Les pauvres, ceux à qui la bonne nouvelle vient offrir une année de grâce, ne sont pas uniquement ni surtout les indigents du corps, mais plutôt les miséreux de l'esprit. Nous disposons d'une fortune inimaginable, mais tant que nous l'ignorons et tant que nous ne savons pas où elle est celée, nous continuons à vivre comme nous l'avons toujours fait, c'est-à-dire en nous inquiétant de tout et de rien. Les captifs sont les captifs de l'errance, les prisonniers de la pensée et de l'opinion, bref ceux qui sont asservis à l'idée qu'ils sont le corps ou la personnalité. Les aveugles sont ceux qui ne voient pas la lumière de l'être, tout en croyant voir la réalité dans les choses et les phénomènes. Les opprimés sont ceux qui entretiennent l'idée que quelque chose d'extérieur les tourmente, alors que c'est leur propre mental qui les tyrannise. C'est à tous ceux-là que le Christ apporte la grâce. Il n'en tient qu'à l'homme de faire en sorte que cette «année de grâce» s'étende en une vie de grâce. C'est ce que la discipline exposée par Patanjali permet de réaliser.
Le yoga signifie l'Unique, ou la pure existence. Éternel et universel, il rejoint le cur des hommes dans tous les pays et dans toutes les traditions. Tout comme le soleil luit sans arrêt, qu'on le voit ou non, il est. Ce qui débute ici c'est son enseignement. Le travail de découverte implique le système nerveux du chercheur qui n'a pas réalisé sa nature véritable et non le Soi, ou la pure conscience en tant que telle. Pour l'être, comment pourrait-il y avoir de réunion ou de découverte, puisqu'il n'y a jamais eu de division ou d'oubli?
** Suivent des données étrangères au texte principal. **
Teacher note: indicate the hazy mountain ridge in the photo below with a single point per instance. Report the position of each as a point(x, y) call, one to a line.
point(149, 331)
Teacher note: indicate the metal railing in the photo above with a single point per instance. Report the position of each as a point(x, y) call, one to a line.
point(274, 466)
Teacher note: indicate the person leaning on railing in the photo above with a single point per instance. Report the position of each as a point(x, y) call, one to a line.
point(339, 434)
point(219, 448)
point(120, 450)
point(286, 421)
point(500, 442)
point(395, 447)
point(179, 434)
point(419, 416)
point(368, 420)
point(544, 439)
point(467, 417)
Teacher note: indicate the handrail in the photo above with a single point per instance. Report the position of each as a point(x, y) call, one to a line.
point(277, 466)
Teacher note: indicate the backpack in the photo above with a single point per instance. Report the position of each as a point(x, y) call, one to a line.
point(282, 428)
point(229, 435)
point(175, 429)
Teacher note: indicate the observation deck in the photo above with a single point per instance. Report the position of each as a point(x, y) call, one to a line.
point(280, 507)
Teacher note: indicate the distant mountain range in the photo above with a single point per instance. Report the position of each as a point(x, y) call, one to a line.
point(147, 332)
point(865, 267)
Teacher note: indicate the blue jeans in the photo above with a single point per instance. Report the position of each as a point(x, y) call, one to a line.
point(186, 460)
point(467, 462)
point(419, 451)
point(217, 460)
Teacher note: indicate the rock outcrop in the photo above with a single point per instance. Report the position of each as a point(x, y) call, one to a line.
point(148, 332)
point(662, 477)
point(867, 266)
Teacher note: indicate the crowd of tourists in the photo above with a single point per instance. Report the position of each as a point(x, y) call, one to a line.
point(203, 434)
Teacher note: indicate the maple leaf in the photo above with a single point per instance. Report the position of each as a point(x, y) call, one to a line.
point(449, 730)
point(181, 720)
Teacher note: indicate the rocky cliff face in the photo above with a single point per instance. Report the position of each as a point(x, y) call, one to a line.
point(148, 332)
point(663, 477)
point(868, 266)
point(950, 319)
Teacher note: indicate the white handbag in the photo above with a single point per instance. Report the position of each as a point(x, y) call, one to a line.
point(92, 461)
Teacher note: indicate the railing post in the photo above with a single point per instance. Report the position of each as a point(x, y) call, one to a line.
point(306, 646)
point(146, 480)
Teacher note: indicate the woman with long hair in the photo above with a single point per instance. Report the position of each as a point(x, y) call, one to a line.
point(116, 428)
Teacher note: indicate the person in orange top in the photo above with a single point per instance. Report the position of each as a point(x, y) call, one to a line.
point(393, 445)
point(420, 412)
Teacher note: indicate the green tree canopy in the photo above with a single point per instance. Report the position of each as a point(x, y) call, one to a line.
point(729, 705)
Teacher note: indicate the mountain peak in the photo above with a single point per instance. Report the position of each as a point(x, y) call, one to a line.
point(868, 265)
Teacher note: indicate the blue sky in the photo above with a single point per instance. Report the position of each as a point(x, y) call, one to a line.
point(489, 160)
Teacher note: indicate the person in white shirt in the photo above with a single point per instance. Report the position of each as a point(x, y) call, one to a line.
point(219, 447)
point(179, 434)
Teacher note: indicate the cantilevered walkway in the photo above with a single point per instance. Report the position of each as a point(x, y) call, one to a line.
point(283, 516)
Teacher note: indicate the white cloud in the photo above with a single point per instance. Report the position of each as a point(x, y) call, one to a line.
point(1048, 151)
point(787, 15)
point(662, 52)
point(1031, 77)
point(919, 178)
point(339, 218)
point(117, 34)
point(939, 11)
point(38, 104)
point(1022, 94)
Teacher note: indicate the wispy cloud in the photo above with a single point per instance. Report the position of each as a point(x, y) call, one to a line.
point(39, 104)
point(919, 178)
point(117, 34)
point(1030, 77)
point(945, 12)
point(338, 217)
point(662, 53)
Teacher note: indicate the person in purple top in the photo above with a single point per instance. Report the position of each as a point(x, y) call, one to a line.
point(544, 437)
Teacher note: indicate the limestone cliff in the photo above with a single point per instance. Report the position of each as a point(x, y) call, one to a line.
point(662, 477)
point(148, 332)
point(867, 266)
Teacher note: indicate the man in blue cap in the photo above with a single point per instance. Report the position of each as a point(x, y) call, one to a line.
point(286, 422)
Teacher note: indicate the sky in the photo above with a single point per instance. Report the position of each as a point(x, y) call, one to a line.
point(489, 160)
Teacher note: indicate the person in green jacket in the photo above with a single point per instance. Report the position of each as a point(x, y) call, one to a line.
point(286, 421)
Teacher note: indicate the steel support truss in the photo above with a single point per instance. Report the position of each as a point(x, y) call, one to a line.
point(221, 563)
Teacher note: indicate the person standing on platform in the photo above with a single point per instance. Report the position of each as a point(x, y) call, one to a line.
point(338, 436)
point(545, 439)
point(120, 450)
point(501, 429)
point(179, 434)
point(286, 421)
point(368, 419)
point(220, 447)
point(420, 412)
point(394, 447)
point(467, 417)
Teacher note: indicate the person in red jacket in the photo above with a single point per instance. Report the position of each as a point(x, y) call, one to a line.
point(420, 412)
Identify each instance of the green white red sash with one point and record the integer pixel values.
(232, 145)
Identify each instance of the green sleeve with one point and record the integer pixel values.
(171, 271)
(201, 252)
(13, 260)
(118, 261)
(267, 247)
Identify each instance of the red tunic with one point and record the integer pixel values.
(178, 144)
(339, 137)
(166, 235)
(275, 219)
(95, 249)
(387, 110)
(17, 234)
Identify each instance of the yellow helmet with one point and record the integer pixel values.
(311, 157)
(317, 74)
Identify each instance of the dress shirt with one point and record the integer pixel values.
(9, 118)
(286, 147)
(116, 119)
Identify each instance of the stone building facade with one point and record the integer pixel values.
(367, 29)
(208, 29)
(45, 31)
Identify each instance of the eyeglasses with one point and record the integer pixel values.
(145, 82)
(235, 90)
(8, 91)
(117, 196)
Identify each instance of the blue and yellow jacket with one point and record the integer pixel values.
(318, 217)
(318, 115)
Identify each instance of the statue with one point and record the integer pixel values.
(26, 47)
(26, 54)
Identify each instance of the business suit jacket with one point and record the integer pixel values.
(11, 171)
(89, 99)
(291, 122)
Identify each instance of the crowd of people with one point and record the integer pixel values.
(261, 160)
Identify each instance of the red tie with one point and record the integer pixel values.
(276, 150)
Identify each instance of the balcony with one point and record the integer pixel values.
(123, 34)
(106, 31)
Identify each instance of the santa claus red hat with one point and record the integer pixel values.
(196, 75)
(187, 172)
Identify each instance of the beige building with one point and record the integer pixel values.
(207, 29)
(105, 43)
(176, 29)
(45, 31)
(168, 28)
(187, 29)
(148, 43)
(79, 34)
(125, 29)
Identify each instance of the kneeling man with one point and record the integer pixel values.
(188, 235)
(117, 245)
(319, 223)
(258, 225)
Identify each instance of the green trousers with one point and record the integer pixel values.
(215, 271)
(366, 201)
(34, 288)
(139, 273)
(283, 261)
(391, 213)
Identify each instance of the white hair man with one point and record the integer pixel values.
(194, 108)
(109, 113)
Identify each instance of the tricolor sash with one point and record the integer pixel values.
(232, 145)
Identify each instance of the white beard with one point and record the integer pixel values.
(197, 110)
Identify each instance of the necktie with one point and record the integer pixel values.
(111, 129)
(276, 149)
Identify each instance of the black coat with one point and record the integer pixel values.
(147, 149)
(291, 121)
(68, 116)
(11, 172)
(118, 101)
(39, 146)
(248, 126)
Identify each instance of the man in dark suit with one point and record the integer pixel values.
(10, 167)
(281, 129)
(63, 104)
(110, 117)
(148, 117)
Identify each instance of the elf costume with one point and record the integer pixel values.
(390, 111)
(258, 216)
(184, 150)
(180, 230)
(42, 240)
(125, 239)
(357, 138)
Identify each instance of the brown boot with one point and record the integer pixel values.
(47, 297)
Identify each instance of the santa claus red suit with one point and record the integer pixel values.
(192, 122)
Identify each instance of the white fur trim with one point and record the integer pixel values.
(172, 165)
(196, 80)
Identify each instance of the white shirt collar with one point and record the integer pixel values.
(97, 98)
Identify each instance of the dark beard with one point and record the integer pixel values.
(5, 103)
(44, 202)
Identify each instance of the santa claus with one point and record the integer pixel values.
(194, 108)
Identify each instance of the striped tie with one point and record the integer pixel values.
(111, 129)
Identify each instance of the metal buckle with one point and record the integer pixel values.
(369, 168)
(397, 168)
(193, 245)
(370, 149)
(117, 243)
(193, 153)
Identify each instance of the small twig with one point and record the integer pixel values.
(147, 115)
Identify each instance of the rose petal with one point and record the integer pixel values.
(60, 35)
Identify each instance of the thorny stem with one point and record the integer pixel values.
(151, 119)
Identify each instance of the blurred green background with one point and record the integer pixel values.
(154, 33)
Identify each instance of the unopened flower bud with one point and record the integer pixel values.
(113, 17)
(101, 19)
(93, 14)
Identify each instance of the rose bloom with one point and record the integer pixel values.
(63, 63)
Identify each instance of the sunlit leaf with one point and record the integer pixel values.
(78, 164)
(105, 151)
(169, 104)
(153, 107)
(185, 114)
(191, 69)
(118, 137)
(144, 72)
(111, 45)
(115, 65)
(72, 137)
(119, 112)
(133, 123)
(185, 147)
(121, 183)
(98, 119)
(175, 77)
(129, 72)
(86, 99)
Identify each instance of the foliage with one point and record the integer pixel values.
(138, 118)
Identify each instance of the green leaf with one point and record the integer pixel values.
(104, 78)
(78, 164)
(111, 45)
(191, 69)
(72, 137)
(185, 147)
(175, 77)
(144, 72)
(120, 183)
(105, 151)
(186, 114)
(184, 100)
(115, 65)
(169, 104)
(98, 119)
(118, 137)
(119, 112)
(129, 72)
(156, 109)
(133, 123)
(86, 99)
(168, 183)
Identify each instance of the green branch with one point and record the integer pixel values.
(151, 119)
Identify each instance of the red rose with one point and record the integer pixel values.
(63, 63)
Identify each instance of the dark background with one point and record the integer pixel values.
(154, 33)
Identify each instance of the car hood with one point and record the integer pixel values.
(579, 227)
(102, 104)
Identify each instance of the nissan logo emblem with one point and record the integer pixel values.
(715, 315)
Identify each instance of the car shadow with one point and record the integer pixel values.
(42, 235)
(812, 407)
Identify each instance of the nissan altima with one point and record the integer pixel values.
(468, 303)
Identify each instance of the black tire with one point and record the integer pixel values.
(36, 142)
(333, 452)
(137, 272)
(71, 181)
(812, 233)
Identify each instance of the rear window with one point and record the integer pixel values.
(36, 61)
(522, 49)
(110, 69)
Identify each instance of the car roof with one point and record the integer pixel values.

De quel genre de révélation est-il question? C'est ce que le mot suivant révèle. Anushâsanâm est généralement rendu par «enseignement», ou «exposition». Soit. Mais ce mot dit davantage. Anu signifie antique, ou ancien, et shâs veut dire discipline. Il s'agit donc bel et bien d'une discipline, donc d'un apprentissage pratique, et non d'un autre système philosophique ou d'une tribune pour permettre à des érudits de ratiociner. Discipline signifie apprendre et cela requiert une ouverture à ce qui va être dit. Le recueil d'aphorismes de Patanjali n'a aucunement pour objectif de convaincre les indécis ou de réduire au silence les infidèles. Il s'adresse à tous ceux qui sont prêts à aller au fond des choses et à approfondir la joie. «Désormais» est l'appel qui résonne pour ceux-là.